Nearly 6 million Americans of all ages live with Alzheimer's disease, yet a specific test to detect the neurological disorder has been out of reach.
VentureBeat reports, however, that University of California at Berkeley researchers from their Radiology & Biomedical Imaging Department and the Big Data in Radiology group (BDRAD, a multidisciplinary team of physicians and engineers studying radiology data science) are bringing the medical community closer to an AI tool for early diagnosis.
In a paper titled “A Deep Learning Model to Predict a Diagnosis of Alzheimer’s Disease Using 18F-FDG PET of the Brain,” recently published in the journal Radiology, the researchers describe how their AI system uses brain scans to predict Alzheimer’s disease.
AI’s ability to find easily overlooked patterns in vast amounts of data made it a likely candidate for the task. “Differences in the pattern of glucose uptake in the brain are very subtle and diffuse,” Dr. Jae Ho Sohn, a co-author, said to VentureBeat. “People are good at finding specific biomarkers of disease, but metabolic changes represent a more global and subtle process.”

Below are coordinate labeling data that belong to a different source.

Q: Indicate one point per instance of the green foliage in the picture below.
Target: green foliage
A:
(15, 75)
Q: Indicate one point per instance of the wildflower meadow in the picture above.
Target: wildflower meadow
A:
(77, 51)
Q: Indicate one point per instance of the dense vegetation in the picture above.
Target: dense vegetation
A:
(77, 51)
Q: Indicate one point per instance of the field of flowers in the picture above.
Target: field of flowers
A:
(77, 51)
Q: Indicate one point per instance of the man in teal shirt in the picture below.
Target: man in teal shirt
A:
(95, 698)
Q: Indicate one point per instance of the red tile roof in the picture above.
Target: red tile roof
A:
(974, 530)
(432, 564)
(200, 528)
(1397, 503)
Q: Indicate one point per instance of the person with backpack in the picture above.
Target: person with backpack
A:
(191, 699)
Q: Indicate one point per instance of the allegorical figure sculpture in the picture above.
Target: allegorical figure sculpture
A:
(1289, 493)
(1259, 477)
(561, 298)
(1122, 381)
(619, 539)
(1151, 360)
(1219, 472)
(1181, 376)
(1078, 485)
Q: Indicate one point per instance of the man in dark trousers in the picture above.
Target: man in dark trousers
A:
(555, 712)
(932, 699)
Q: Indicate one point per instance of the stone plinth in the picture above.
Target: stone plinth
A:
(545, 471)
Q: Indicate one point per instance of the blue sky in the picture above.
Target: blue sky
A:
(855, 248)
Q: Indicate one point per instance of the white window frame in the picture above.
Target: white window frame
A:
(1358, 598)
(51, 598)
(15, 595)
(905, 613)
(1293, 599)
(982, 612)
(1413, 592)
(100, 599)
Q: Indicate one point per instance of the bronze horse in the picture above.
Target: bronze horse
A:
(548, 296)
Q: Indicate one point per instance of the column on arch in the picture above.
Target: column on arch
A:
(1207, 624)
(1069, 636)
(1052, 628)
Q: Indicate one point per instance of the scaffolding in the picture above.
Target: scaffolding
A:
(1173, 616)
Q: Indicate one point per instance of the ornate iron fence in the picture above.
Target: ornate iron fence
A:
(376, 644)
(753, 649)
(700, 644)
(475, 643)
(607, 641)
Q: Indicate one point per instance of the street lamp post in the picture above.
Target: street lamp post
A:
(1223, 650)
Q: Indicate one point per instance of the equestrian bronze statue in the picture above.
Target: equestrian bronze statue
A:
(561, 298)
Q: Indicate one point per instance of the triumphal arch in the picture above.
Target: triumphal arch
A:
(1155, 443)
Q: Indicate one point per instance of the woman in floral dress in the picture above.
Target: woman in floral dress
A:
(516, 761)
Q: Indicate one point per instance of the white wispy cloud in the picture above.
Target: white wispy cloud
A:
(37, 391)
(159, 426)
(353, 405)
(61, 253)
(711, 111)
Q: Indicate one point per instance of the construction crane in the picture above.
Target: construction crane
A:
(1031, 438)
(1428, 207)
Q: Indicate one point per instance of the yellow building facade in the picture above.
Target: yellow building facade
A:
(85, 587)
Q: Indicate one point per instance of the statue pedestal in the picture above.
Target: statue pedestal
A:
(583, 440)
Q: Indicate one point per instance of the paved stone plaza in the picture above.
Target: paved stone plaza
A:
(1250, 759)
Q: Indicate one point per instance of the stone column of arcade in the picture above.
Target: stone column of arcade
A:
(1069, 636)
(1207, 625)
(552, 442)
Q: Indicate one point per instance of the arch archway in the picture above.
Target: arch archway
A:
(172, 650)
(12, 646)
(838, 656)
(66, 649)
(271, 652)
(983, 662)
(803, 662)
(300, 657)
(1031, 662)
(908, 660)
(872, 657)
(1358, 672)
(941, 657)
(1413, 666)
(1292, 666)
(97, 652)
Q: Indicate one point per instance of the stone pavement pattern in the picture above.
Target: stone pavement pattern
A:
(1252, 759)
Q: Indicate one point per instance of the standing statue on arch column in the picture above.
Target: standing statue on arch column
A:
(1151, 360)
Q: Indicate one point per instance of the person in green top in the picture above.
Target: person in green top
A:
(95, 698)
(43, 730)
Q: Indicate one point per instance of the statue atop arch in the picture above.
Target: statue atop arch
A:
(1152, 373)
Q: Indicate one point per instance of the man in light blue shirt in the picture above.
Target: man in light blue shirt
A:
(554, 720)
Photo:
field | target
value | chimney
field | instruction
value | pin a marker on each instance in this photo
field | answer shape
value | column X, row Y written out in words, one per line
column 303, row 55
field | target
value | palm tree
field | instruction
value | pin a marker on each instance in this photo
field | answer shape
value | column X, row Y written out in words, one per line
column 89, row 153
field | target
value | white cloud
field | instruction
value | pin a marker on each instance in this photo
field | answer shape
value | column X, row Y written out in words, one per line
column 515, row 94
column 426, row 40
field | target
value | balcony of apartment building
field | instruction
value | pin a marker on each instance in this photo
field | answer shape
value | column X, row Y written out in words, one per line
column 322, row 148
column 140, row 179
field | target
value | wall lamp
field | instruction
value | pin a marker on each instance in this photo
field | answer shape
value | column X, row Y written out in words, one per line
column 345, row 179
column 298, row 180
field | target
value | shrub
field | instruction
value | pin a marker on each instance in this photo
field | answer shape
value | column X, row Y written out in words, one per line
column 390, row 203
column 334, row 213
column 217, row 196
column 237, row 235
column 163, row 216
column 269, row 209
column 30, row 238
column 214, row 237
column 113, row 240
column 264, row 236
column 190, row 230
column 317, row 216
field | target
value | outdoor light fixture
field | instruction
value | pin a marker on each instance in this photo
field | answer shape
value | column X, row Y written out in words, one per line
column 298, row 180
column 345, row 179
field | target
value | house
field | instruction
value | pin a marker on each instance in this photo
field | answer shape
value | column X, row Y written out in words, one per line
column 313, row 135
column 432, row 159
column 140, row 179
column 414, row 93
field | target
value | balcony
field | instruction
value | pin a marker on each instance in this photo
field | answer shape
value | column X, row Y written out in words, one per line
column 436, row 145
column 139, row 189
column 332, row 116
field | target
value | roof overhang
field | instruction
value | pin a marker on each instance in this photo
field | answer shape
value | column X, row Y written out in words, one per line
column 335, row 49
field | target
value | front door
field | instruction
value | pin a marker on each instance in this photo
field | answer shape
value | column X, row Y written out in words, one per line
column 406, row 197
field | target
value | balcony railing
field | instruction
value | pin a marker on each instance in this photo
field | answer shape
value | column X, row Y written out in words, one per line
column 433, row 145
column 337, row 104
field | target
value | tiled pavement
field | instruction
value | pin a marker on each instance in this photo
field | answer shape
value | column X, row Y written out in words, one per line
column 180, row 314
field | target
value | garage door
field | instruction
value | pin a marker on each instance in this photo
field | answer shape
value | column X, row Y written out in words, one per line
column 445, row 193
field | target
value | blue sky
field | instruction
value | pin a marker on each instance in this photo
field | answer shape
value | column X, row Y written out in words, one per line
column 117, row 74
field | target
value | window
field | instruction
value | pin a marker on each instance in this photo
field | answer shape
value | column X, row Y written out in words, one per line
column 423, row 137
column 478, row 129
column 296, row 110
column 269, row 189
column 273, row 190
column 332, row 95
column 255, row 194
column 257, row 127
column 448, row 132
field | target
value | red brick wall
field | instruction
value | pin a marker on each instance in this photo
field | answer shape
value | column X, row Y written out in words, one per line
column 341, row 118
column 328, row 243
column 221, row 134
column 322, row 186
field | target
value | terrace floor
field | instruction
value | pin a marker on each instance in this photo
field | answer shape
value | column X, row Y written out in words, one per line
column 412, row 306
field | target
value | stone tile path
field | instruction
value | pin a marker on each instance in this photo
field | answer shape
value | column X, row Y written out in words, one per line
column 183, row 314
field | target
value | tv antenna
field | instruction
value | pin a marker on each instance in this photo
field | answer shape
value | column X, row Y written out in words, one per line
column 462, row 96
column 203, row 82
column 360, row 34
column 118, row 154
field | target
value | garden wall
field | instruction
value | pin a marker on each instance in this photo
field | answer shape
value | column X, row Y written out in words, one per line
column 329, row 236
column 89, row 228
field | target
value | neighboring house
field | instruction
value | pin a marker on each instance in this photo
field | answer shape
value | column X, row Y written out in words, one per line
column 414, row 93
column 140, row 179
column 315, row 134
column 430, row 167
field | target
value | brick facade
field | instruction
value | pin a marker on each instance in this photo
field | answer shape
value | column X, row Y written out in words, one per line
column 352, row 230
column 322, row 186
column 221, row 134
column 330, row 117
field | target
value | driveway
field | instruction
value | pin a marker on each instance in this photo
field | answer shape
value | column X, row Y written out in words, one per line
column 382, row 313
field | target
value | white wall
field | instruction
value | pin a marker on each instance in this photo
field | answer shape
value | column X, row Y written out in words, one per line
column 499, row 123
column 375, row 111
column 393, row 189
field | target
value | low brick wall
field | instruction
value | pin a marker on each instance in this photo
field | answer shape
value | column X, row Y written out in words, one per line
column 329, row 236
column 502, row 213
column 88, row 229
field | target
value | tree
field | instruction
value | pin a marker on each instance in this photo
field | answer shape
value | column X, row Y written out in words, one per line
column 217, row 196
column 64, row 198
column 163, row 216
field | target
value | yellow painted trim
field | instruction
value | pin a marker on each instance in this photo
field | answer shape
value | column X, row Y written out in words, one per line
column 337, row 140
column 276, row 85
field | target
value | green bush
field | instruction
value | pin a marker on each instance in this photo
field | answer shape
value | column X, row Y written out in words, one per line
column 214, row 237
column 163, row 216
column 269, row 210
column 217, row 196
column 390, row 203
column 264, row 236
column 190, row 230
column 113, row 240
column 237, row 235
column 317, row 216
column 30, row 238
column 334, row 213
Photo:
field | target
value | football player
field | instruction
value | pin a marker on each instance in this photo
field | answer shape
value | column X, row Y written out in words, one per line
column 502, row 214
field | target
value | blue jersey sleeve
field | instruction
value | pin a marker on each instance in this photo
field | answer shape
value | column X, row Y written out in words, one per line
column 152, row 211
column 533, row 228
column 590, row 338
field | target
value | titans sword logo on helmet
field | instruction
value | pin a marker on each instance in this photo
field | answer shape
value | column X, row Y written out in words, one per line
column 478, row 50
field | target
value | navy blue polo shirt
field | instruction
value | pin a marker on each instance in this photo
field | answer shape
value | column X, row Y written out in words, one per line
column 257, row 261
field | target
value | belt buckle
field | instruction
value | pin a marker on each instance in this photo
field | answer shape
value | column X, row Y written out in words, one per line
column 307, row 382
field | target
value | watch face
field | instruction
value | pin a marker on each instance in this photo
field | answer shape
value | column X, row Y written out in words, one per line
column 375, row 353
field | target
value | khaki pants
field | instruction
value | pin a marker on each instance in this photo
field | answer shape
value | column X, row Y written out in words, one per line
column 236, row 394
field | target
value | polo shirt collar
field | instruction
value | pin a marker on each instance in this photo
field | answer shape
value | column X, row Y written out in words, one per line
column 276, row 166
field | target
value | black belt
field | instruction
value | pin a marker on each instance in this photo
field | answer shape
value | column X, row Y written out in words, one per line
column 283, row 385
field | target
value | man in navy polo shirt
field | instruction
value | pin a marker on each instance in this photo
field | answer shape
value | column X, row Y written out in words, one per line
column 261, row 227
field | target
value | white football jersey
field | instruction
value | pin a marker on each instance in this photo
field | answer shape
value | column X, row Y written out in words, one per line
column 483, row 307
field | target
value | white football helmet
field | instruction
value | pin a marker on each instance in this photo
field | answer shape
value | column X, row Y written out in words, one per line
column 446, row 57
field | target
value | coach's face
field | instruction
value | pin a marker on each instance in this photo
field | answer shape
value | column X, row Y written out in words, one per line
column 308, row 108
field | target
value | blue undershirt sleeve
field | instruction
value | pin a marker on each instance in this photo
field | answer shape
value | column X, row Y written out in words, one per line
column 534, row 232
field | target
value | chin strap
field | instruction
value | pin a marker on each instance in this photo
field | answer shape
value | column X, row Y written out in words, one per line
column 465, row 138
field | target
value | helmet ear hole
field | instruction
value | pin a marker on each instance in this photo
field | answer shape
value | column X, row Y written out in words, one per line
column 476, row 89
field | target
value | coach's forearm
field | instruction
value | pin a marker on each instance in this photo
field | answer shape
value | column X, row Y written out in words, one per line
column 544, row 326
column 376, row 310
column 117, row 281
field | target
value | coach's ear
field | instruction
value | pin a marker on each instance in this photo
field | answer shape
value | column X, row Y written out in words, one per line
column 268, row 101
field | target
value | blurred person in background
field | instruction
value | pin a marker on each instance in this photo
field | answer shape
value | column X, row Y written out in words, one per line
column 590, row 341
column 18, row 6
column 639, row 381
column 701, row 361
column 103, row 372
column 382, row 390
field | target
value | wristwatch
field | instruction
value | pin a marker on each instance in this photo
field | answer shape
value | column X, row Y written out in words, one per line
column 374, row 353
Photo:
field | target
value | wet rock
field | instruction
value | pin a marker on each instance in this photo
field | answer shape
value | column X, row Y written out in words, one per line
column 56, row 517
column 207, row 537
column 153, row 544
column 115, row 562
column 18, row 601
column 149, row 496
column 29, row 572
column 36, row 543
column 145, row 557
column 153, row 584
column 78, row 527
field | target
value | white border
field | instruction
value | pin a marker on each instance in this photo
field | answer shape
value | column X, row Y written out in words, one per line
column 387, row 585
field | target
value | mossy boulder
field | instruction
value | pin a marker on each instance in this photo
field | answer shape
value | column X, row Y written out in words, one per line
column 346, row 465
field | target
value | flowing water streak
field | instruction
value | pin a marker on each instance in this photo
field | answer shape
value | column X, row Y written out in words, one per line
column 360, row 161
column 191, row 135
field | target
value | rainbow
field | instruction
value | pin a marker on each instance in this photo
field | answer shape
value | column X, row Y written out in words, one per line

Applying AI to Alzheimer’s disease research is not unprecedented, but their decision to train a deep learning algorithm to focus on glucose uptake patterns in brain cells using the Alzheimer’s Disease Neuroimaging Initiative (ADNI) database was a novel approach. VentureBeat notes, found their AI model achieved 100 percent sensitivity at detecting Alzheimer’s earlier by an average of more than six years before the final diagnosis.
“We were very pleased with the algorithm’s performance. It was able to predict every single case that advanced to Alzheimer’s disease.”
“We were very pleased with the algorithm’s performance,” Dr. Sohn said to VentureBeat. “It was able to predict every single case that advanced to Alzheimer’s disease.”
Given the small test sample size (40 patients), more research needs to be done before a full rollout of the diagnosis tool. Per VentureBeat, the team believes ultimately the AI system could be a complementary tool for radiologists and lay the groundwork for the use of AI to spot patterns of other biological markers associated with Alzheimer’s disease including beta-amyloid and tau protein buildup as well as abnormal protein clumps.